Las Vegas Sun

April 18, 2024

Professor: Weigh abuse

A psychology professor advised the jury to not give Patrick McKenna the death sentence without further investigating how his abusive childhood may have damaged his mental health.

Professor Stephen Pittel of Berkeley, Calif., said Tuesday it was possible that childhood beatings and a brutal and humiliating juvenile detention may have encouraged McKenna's aggressive behavior.

"I'm not in any way an advocate for Patrick McKenna," Pittel said. But "I personally and professionally feel that the jury should have access to that information before passing a verdict on a man's life."

McKenna was never evaluated by a psychologist during his more than 30 years in prison, said Pittel, who added he was struck by the emotion McKenna expressed over his daughter's death.
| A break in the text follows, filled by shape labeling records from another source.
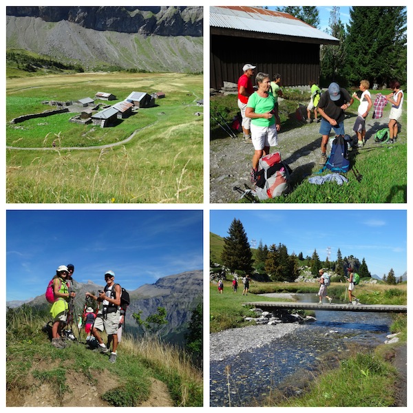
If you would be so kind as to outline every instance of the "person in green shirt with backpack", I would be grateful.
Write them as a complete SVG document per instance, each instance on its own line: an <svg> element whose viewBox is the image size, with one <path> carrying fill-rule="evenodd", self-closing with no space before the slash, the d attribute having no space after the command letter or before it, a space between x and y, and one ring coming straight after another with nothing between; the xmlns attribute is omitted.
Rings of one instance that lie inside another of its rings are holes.
<svg viewBox="0 0 413 413"><path fill-rule="evenodd" d="M349 282L348 284L348 305L352 305L353 298L356 301L356 304L359 304L360 303L360 300L353 294L353 291L354 290L354 286L357 285L355 273L354 273L354 268L347 268L348 273L349 274L348 278L347 281Z"/></svg>

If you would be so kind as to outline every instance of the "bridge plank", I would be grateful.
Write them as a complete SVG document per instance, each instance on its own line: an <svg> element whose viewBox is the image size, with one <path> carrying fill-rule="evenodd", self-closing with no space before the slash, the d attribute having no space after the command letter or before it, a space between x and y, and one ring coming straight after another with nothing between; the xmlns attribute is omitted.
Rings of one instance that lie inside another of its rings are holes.
<svg viewBox="0 0 413 413"><path fill-rule="evenodd" d="M324 311L357 311L369 313L407 313L407 306L392 306L385 304L336 304L302 302L282 302L282 301L264 301L255 303L244 303L244 306L253 306L262 310L285 308L288 310L314 310Z"/></svg>

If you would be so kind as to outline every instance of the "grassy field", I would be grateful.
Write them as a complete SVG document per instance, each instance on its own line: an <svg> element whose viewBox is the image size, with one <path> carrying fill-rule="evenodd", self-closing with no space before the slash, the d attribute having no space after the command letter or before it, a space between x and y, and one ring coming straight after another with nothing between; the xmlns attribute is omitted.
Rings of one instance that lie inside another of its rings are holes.
<svg viewBox="0 0 413 413"><path fill-rule="evenodd" d="M69 123L74 114L10 123L18 116L52 109L42 100L93 98L97 92L109 92L120 101L132 91L162 91L165 98L114 127ZM7 202L202 202L203 116L196 100L202 91L202 76L181 74L84 73L8 79L7 145L39 149L7 149ZM123 145L99 147L120 142L135 131ZM50 150L54 140L56 149ZM85 147L96 149L82 149Z"/></svg>
<svg viewBox="0 0 413 413"><path fill-rule="evenodd" d="M53 403L49 405L89 407L87 399L82 404L82 398L91 389L91 405L101 405L102 400L109 405L136 406L150 396L152 378L166 384L173 405L202 405L202 372L182 350L156 339L126 335L112 364L82 342L73 341L65 349L52 346L41 331L47 315L30 307L9 309L6 318L8 406L21 406L22 394L33 392L41 399L32 406L41 405L44 396L46 403ZM84 330L81 339L84 343ZM43 394L47 389L53 389L54 394Z"/></svg>

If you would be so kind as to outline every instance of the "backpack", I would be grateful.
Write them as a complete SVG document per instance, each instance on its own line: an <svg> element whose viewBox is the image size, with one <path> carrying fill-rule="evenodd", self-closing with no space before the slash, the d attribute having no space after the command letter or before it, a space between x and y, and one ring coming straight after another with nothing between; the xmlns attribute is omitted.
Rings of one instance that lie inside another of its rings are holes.
<svg viewBox="0 0 413 413"><path fill-rule="evenodd" d="M49 284L47 285L47 288L46 288L46 292L45 293L45 297L47 300L47 302L52 304L54 301L57 301L57 299L54 298L54 291L53 290L53 281L54 280L54 277L49 282ZM59 286L59 289L60 290L62 286L62 279L59 278L60 280L60 284ZM67 280L66 282L66 285L67 286L67 288L70 288L70 283Z"/></svg>
<svg viewBox="0 0 413 413"><path fill-rule="evenodd" d="M332 141L330 156L321 171L328 169L332 172L348 172L350 160L347 149L347 142L344 140L344 136L337 135Z"/></svg>
<svg viewBox="0 0 413 413"><path fill-rule="evenodd" d="M374 142L385 143L390 138L390 132L388 127L385 127L376 132Z"/></svg>
<svg viewBox="0 0 413 413"><path fill-rule="evenodd" d="M360 283L360 275L357 274L357 273L353 273L353 284L356 286L358 286Z"/></svg>
<svg viewBox="0 0 413 413"><path fill-rule="evenodd" d="M258 163L255 195L260 200L268 200L288 192L290 171L281 161L279 152L263 156Z"/></svg>

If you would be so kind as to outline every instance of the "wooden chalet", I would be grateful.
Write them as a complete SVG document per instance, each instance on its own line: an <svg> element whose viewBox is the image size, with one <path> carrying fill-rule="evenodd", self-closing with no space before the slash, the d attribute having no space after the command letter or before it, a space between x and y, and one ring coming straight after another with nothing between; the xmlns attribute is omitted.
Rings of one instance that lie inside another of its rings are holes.
<svg viewBox="0 0 413 413"><path fill-rule="evenodd" d="M246 63L281 74L283 86L319 82L321 45L339 39L288 13L243 6L209 8L210 87L237 83ZM255 83L255 79L253 80Z"/></svg>

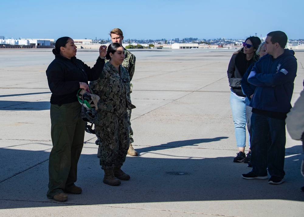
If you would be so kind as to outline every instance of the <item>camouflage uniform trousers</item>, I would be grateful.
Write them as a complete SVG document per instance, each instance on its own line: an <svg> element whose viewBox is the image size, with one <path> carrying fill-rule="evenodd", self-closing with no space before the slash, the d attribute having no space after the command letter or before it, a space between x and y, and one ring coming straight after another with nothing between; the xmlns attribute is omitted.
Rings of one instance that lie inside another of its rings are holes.
<svg viewBox="0 0 304 217"><path fill-rule="evenodd" d="M98 113L94 123L95 143L100 146L99 163L103 170L121 167L126 160L130 144L129 122L126 111L119 116L104 111Z"/></svg>
<svg viewBox="0 0 304 217"><path fill-rule="evenodd" d="M131 112L132 112L132 109L127 109L128 112L128 120L129 125L129 137L130 137L130 142L132 143L134 142L134 140L133 138L133 130L131 127Z"/></svg>

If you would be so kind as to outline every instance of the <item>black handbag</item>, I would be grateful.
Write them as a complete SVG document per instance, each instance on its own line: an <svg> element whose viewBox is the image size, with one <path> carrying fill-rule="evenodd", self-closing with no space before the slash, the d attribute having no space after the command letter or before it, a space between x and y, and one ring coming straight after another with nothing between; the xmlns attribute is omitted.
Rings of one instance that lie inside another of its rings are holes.
<svg viewBox="0 0 304 217"><path fill-rule="evenodd" d="M229 86L234 89L241 89L241 81L242 78L231 78L229 79Z"/></svg>

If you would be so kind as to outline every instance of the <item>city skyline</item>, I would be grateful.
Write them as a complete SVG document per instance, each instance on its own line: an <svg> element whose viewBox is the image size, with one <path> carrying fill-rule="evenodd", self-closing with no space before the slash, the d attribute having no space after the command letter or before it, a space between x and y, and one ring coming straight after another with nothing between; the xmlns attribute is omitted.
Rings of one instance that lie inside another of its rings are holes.
<svg viewBox="0 0 304 217"><path fill-rule="evenodd" d="M289 39L304 38L304 30L298 26L304 20L304 2L298 0L290 5L282 0L257 0L254 5L239 0L110 2L7 1L0 14L0 35L14 39L56 40L68 36L105 39L109 38L111 29L119 28L125 39L244 39L256 33L265 37L276 30L285 32Z"/></svg>

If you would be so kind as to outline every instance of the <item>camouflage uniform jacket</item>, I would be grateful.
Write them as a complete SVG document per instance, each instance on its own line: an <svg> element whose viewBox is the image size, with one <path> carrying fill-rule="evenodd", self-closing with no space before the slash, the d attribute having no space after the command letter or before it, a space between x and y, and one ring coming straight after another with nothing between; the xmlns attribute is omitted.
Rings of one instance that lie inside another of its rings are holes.
<svg viewBox="0 0 304 217"><path fill-rule="evenodd" d="M91 81L89 85L93 92L100 97L98 110L113 112L118 116L125 112L127 108L135 108L131 102L128 71L121 65L119 69L119 72L109 62L107 62L102 73L104 78Z"/></svg>
<svg viewBox="0 0 304 217"><path fill-rule="evenodd" d="M124 47L123 49L125 49L125 57L121 64L128 70L130 81L132 80L132 78L133 78L134 71L135 71L135 61L136 58L135 56L126 48Z"/></svg>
The child died at birth; McKenna was 17.

"The ability to feel grief ... for a dead child is the best sign of a conscience," Pittel said.

The idea of a grieving and remorseful McKenna clashes with the widely held belief that he is a "cold-blooded psychopath," Pittel acknowledged.

McKenna strangled to death fellow prisoner J.J. Nobles after losing a chess game and refusing to perform a sexual act. That same day he was convicted of raping two women. McKenna and another man were charged with assaulting the women and shoving firecrackers inside one woman's vagina.